Manuela Schwesig als Instinktpolitikerin roch zumindest den toxischen Zündstoff, der in den verzerrten Corona-Zahlen schlummerte – und sprach nach zunächst einigen rhetorischen Verrenkungen in Talkshows dann doch noch von einem Fehler. Doch bei der notwendigen Suche nach der Verantwortung für den Fehler – Fehlanzeige!

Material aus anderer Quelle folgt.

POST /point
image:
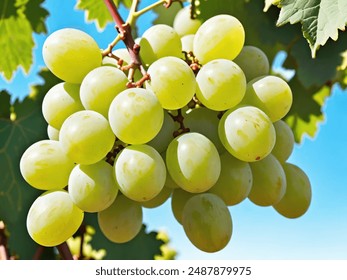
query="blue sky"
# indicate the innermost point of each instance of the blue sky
(259, 232)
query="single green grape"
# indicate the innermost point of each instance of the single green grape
(70, 54)
(53, 218)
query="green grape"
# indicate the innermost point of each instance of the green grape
(140, 172)
(204, 121)
(284, 141)
(271, 94)
(221, 84)
(253, 61)
(207, 222)
(187, 43)
(61, 101)
(159, 199)
(86, 137)
(193, 162)
(100, 87)
(165, 135)
(269, 181)
(221, 36)
(247, 133)
(179, 199)
(158, 41)
(235, 180)
(45, 166)
(297, 198)
(124, 55)
(122, 221)
(52, 133)
(93, 187)
(53, 218)
(70, 54)
(184, 24)
(172, 81)
(136, 116)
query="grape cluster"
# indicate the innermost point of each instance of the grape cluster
(206, 130)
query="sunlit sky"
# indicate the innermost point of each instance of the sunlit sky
(259, 232)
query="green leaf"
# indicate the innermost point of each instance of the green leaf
(145, 246)
(320, 19)
(16, 196)
(306, 112)
(18, 20)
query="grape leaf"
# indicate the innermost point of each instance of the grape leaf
(320, 19)
(18, 20)
(145, 246)
(16, 135)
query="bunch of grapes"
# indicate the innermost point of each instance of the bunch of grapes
(205, 129)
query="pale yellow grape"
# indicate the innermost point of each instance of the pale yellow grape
(271, 94)
(45, 166)
(253, 61)
(204, 121)
(159, 199)
(298, 195)
(193, 162)
(247, 133)
(165, 135)
(122, 221)
(284, 141)
(221, 84)
(235, 180)
(100, 87)
(172, 81)
(60, 102)
(221, 36)
(52, 133)
(53, 218)
(269, 181)
(70, 54)
(140, 172)
(93, 187)
(158, 41)
(184, 24)
(207, 222)
(86, 137)
(179, 199)
(136, 116)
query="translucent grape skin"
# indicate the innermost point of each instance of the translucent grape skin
(100, 86)
(70, 54)
(253, 62)
(247, 133)
(235, 181)
(271, 94)
(60, 102)
(284, 141)
(45, 166)
(93, 187)
(298, 195)
(122, 221)
(136, 116)
(86, 137)
(53, 218)
(159, 41)
(172, 81)
(140, 172)
(221, 36)
(221, 84)
(193, 162)
(269, 181)
(184, 24)
(207, 222)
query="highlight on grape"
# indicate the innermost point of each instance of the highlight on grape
(198, 121)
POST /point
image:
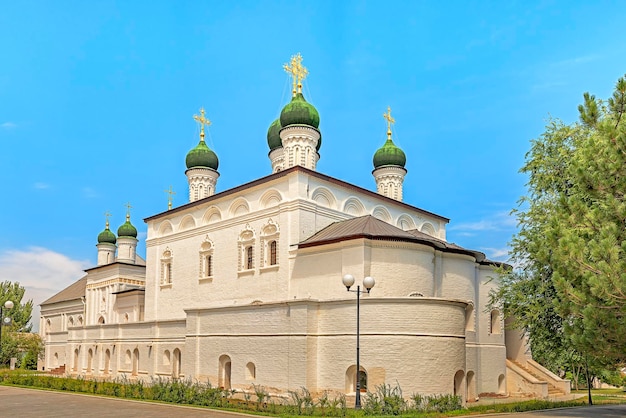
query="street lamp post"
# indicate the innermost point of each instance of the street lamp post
(368, 283)
(4, 321)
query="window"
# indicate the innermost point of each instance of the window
(208, 264)
(269, 244)
(494, 327)
(246, 249)
(249, 257)
(206, 259)
(166, 267)
(250, 371)
(272, 253)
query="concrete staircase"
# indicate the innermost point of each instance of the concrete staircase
(553, 391)
(531, 378)
(59, 371)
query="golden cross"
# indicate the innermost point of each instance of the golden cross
(390, 121)
(170, 192)
(297, 70)
(128, 208)
(202, 120)
(293, 70)
(302, 72)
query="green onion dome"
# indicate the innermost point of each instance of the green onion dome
(273, 135)
(201, 156)
(299, 112)
(389, 154)
(106, 236)
(127, 229)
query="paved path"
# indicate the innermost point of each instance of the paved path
(26, 403)
(19, 402)
(603, 411)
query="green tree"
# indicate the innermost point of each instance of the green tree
(13, 343)
(568, 290)
(21, 314)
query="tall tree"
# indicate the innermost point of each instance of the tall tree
(568, 290)
(14, 340)
(21, 314)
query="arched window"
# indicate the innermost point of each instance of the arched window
(494, 327)
(89, 361)
(249, 257)
(470, 318)
(176, 363)
(135, 369)
(272, 248)
(246, 249)
(107, 361)
(351, 379)
(206, 259)
(166, 267)
(250, 371)
(75, 360)
(224, 371)
(269, 244)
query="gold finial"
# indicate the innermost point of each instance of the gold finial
(298, 72)
(389, 120)
(170, 192)
(202, 120)
(128, 208)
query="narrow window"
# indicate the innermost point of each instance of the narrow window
(249, 254)
(273, 253)
(209, 265)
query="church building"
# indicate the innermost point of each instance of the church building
(244, 286)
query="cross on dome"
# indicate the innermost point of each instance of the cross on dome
(390, 120)
(202, 120)
(298, 72)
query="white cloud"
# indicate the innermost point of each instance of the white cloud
(41, 185)
(499, 221)
(496, 254)
(89, 193)
(42, 272)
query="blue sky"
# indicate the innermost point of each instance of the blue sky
(97, 98)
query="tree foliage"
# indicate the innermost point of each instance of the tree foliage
(568, 290)
(17, 340)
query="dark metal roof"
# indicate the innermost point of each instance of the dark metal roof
(74, 291)
(372, 228)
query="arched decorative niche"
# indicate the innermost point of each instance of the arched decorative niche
(165, 228)
(250, 371)
(405, 222)
(470, 317)
(211, 215)
(270, 233)
(188, 222)
(428, 228)
(351, 379)
(239, 207)
(324, 197)
(206, 258)
(354, 206)
(167, 258)
(270, 198)
(381, 213)
(246, 248)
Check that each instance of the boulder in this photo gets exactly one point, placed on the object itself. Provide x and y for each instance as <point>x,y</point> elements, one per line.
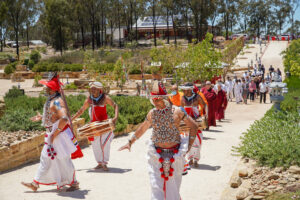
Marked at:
<point>242,194</point>
<point>294,169</point>
<point>235,181</point>
<point>243,172</point>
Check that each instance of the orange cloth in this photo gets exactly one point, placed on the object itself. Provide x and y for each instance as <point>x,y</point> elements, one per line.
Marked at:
<point>176,99</point>
<point>201,105</point>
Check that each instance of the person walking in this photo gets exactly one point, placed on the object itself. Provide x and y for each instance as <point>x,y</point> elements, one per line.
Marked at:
<point>252,89</point>
<point>245,88</point>
<point>263,89</point>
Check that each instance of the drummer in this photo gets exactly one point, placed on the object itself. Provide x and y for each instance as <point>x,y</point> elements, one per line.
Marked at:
<point>97,102</point>
<point>191,101</point>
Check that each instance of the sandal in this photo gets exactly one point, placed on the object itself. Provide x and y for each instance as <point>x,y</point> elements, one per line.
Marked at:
<point>31,186</point>
<point>73,187</point>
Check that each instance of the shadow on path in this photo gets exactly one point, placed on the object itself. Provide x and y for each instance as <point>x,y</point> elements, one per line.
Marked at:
<point>77,194</point>
<point>207,167</point>
<point>208,138</point>
<point>111,170</point>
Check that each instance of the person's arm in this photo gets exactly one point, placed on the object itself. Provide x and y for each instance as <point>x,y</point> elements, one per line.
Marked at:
<point>193,128</point>
<point>109,101</point>
<point>61,111</point>
<point>138,133</point>
<point>81,110</point>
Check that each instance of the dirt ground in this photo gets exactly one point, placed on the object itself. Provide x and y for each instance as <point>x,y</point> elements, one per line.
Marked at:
<point>128,176</point>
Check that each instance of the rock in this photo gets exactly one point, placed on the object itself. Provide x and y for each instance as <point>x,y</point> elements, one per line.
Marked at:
<point>292,179</point>
<point>273,176</point>
<point>284,181</point>
<point>294,169</point>
<point>271,187</point>
<point>235,181</point>
<point>278,169</point>
<point>257,197</point>
<point>242,194</point>
<point>243,172</point>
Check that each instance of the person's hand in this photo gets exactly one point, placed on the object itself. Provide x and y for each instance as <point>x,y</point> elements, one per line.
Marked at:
<point>114,120</point>
<point>36,118</point>
<point>52,139</point>
<point>126,146</point>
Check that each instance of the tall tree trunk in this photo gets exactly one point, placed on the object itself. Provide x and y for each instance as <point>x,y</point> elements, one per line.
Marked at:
<point>154,21</point>
<point>112,33</point>
<point>60,40</point>
<point>119,32</point>
<point>27,34</point>
<point>174,29</point>
<point>168,30</point>
<point>93,32</point>
<point>82,37</point>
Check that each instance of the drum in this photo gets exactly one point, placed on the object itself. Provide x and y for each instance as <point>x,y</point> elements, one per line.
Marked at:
<point>200,122</point>
<point>96,128</point>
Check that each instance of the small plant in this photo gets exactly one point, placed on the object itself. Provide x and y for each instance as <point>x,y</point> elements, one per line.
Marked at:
<point>71,86</point>
<point>14,93</point>
<point>31,64</point>
<point>35,56</point>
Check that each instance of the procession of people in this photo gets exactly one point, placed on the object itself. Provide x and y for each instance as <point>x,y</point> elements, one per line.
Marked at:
<point>177,119</point>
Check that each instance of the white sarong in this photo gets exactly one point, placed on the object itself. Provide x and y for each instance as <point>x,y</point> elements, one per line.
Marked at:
<point>172,186</point>
<point>194,153</point>
<point>56,167</point>
<point>101,147</point>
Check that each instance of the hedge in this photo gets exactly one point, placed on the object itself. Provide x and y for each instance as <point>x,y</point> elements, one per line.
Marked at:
<point>47,67</point>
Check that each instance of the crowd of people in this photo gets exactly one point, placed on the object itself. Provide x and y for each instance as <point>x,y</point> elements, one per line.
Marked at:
<point>177,119</point>
<point>251,85</point>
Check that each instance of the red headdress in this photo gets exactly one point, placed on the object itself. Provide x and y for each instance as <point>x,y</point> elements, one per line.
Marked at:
<point>52,82</point>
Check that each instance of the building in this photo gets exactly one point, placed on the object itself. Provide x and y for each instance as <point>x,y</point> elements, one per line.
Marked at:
<point>145,27</point>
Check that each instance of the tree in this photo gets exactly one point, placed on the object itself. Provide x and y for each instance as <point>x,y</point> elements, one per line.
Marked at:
<point>80,14</point>
<point>57,23</point>
<point>203,61</point>
<point>119,74</point>
<point>282,10</point>
<point>30,7</point>
<point>16,15</point>
<point>3,12</point>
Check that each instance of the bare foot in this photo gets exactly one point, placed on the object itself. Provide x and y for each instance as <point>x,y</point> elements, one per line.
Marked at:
<point>30,185</point>
<point>196,164</point>
<point>73,187</point>
<point>105,168</point>
<point>99,166</point>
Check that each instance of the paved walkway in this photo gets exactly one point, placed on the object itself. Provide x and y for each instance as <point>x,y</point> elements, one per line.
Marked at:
<point>128,178</point>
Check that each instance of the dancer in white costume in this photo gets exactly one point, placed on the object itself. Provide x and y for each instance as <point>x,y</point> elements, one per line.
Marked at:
<point>167,149</point>
<point>97,103</point>
<point>191,102</point>
<point>56,167</point>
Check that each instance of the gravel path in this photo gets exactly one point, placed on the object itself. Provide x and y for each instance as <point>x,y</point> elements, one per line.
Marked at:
<point>128,177</point>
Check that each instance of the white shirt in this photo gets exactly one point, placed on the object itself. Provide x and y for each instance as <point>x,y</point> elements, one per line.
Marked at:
<point>263,87</point>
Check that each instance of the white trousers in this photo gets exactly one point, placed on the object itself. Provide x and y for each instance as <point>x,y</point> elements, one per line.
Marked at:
<point>194,153</point>
<point>172,186</point>
<point>101,147</point>
<point>56,167</point>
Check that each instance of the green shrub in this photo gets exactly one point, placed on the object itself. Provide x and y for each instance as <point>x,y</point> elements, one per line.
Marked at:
<point>31,64</point>
<point>68,58</point>
<point>274,140</point>
<point>47,67</point>
<point>132,110</point>
<point>71,86</point>
<point>14,93</point>
<point>135,69</point>
<point>35,56</point>
<point>26,60</point>
<point>9,69</point>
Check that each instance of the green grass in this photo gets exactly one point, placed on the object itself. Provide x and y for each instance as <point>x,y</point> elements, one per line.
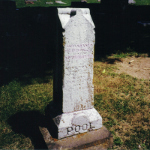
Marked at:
<point>42,3</point>
<point>122,101</point>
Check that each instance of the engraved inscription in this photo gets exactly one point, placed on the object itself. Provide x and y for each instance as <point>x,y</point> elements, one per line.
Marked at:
<point>79,128</point>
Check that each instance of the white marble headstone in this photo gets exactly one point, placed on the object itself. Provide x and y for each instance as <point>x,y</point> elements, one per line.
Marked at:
<point>78,112</point>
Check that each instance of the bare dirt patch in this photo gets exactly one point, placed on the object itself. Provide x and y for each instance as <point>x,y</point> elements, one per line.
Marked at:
<point>138,67</point>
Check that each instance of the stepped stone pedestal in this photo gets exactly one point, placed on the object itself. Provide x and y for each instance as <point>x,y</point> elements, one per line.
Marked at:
<point>72,112</point>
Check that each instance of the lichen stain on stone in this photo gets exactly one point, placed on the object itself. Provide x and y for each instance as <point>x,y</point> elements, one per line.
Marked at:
<point>81,134</point>
<point>53,139</point>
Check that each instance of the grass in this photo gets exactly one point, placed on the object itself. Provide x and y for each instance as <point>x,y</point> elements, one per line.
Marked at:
<point>42,3</point>
<point>142,2</point>
<point>122,101</point>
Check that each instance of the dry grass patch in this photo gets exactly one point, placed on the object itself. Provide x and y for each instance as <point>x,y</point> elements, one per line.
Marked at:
<point>123,102</point>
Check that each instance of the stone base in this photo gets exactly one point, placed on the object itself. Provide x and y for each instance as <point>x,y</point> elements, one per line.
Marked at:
<point>73,123</point>
<point>97,139</point>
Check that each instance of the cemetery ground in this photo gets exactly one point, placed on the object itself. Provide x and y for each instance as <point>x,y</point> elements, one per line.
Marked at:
<point>122,100</point>
<point>26,82</point>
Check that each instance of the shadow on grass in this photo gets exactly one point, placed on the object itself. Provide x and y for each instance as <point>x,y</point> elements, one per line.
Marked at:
<point>27,123</point>
<point>28,37</point>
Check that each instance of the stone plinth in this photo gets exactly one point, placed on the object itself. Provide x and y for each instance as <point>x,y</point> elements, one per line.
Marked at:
<point>100,139</point>
<point>73,104</point>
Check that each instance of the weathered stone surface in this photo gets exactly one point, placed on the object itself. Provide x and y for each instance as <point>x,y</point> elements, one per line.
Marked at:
<point>73,83</point>
<point>60,2</point>
<point>131,1</point>
<point>49,2</point>
<point>79,38</point>
<point>77,122</point>
<point>98,139</point>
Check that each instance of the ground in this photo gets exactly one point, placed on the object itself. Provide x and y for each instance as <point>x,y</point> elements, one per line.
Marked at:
<point>138,67</point>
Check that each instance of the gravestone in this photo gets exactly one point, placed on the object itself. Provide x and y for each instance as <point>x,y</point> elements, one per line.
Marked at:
<point>73,105</point>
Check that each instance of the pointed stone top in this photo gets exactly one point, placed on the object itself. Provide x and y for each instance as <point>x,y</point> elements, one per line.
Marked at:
<point>65,15</point>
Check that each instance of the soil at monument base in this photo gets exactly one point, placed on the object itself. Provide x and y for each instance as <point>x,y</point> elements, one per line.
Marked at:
<point>138,67</point>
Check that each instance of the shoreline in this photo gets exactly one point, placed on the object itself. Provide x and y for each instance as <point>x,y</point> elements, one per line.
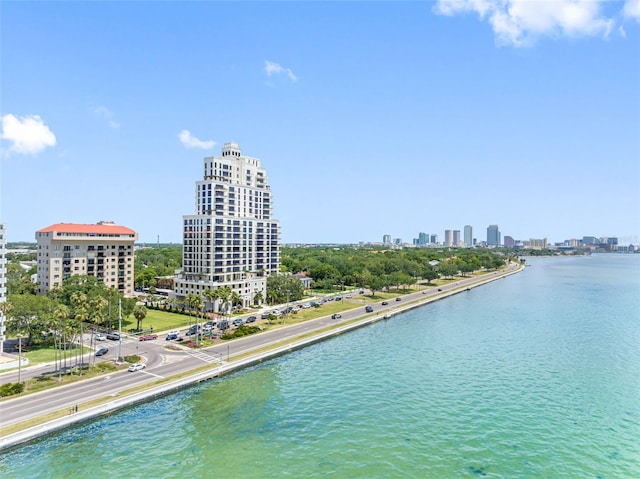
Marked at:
<point>246,359</point>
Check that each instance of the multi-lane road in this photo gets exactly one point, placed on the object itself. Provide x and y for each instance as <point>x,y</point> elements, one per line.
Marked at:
<point>162,362</point>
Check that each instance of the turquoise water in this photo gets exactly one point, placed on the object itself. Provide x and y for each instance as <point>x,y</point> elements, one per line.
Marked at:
<point>532,376</point>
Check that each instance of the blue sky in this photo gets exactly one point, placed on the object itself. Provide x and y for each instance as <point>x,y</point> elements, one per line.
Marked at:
<point>371,118</point>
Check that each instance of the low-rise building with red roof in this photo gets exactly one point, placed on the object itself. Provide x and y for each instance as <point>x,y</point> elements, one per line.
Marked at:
<point>103,250</point>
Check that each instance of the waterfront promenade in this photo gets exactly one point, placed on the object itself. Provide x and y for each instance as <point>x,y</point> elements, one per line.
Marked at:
<point>179,369</point>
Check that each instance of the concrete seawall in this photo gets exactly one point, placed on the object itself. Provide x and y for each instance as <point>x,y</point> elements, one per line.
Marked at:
<point>74,418</point>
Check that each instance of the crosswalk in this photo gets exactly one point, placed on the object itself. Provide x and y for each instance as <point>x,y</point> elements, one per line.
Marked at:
<point>207,358</point>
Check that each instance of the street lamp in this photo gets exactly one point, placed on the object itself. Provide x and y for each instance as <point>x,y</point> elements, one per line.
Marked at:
<point>19,356</point>
<point>119,330</point>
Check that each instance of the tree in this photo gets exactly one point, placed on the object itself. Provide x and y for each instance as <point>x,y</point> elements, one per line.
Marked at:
<point>139,312</point>
<point>429,274</point>
<point>29,315</point>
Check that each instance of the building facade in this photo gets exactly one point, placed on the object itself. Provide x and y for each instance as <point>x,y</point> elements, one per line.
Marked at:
<point>103,250</point>
<point>232,239</point>
<point>468,236</point>
<point>448,238</point>
<point>3,282</point>
<point>493,235</point>
<point>456,238</point>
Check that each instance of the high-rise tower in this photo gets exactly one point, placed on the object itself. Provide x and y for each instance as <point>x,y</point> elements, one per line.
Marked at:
<point>231,240</point>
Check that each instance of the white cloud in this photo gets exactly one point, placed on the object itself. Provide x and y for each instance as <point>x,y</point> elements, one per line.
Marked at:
<point>28,134</point>
<point>522,22</point>
<point>272,68</point>
<point>190,141</point>
<point>105,113</point>
<point>632,9</point>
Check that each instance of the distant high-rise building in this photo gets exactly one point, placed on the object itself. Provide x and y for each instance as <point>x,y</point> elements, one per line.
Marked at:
<point>456,238</point>
<point>3,281</point>
<point>103,250</point>
<point>448,238</point>
<point>537,243</point>
<point>509,242</point>
<point>493,235</point>
<point>468,236</point>
<point>231,240</point>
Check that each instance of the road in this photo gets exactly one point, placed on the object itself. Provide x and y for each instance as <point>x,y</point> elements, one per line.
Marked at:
<point>162,362</point>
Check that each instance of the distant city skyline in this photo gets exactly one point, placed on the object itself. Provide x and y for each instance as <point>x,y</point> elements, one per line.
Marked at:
<point>459,114</point>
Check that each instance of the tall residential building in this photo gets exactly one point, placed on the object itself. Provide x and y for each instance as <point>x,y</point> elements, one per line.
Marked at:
<point>509,242</point>
<point>456,238</point>
<point>468,236</point>
<point>103,250</point>
<point>231,240</point>
<point>3,281</point>
<point>493,235</point>
<point>448,238</point>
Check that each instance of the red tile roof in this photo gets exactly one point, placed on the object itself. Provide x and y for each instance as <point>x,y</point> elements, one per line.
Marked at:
<point>102,229</point>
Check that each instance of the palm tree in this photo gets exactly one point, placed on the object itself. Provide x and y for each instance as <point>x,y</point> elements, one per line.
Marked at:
<point>258,298</point>
<point>236,299</point>
<point>224,293</point>
<point>139,312</point>
<point>210,296</point>
<point>60,316</point>
<point>80,303</point>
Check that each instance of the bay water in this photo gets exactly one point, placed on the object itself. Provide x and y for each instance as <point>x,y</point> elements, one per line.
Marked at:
<point>533,376</point>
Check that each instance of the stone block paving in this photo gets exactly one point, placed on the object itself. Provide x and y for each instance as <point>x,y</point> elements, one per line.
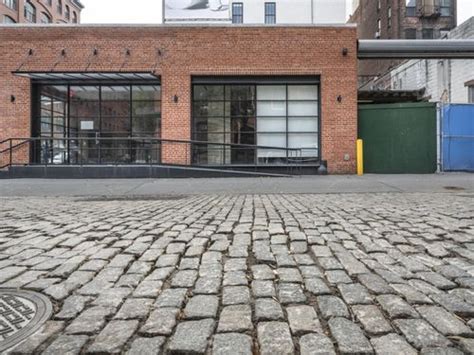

Noch schlimmer: Jeannine Rösler, Chefin der Regierungsfraktion der Linken, verstieg sich sogar zu der Aussage, dass nicht-stimmige Zahlen „nichts Ungewöhnliches“ seien und politische Köpfe dafür nicht herhalten müssten. Und Gesundheitsministerin Stefanie Drese – angesprochen auf die vermaledeiten Corona-Zahlen – sprach verniedlichend von einer „Ungenauigkeit“. Die Frage nach politischen Konsequenzen blieb gleich ganz unbeantwortet.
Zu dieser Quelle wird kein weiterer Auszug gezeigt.